The following changes are added:

The messenger server traps exits. If it receives an exit signal,
`{'EXIT',From,Reason}`, this means that a client process has terminated or is
unreachable for one of the following reasons:

- The user has logged off (the "logoff" message is removed).
- The network connection to the client is broken.
- The node on which the client process resides has gone down.
- The client process has done some illegal operation.

If an exit signal is received as above, the tuple `{From,Name}` is deleted from
the server's `User_List` using the `server_logoff` function.

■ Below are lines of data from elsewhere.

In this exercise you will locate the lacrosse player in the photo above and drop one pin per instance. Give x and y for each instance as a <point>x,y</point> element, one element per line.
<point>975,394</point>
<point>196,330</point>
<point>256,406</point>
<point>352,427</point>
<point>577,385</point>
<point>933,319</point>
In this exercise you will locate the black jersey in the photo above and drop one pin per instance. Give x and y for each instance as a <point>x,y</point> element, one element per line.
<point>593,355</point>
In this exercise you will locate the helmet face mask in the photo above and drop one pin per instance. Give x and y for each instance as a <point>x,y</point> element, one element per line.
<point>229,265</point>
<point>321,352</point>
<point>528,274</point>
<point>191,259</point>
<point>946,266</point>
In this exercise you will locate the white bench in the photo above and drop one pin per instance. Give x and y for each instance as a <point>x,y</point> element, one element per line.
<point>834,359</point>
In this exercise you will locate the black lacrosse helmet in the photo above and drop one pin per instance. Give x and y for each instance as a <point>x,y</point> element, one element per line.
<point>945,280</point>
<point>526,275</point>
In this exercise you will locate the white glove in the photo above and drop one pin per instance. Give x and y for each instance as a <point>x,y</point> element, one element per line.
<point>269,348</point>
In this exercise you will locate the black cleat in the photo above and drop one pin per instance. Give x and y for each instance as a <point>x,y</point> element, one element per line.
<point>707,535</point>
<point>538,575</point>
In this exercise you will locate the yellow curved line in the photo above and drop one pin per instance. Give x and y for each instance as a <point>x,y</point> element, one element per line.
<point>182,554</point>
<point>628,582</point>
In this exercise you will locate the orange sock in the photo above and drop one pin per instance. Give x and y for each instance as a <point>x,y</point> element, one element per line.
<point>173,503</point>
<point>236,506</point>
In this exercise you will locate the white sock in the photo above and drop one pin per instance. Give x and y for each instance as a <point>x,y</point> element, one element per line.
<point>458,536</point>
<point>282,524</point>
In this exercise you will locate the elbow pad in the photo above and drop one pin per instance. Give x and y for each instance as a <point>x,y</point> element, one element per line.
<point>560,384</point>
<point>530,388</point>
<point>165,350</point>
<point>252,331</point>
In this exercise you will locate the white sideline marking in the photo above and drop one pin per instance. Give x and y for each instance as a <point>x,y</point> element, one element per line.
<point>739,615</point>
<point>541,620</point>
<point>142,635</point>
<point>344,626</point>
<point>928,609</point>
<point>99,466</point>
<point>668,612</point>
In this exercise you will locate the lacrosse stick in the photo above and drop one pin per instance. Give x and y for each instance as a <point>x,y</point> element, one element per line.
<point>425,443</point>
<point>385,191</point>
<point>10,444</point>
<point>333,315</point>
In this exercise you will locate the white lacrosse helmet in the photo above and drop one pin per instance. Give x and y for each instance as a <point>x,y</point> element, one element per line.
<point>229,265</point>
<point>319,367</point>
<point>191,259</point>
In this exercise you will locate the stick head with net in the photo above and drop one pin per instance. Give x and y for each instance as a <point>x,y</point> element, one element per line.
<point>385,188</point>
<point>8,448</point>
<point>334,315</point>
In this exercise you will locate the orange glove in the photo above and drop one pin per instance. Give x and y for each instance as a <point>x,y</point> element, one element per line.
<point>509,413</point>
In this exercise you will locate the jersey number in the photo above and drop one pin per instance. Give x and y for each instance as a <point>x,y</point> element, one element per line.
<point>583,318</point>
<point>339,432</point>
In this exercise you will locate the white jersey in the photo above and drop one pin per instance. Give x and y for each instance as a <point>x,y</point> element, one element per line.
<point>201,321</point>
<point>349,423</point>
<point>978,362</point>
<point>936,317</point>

If the node on which
the server runs goes down, an exit signal (automatically generated by the
system) is sent to all of the client processes:
`{'EXIT',MessengerPID,noconnection}` causing all the client processes to
terminate.

Also, a time-out of five seconds has been introduced in the `await_result`
function. That is, if the server does not reply within five seconds (5000 ms),
the client terminates. This is only needed in the logon sequence before the
client and the server are linked.

An interesting case is if the client terminates before the server links to it.
This is taken care of because linking to a non-existent process causes an exit
signal, `{'EXIT',From,noproc}`, to be automatically generated. This is as if the
process terminated immediately after the link operation.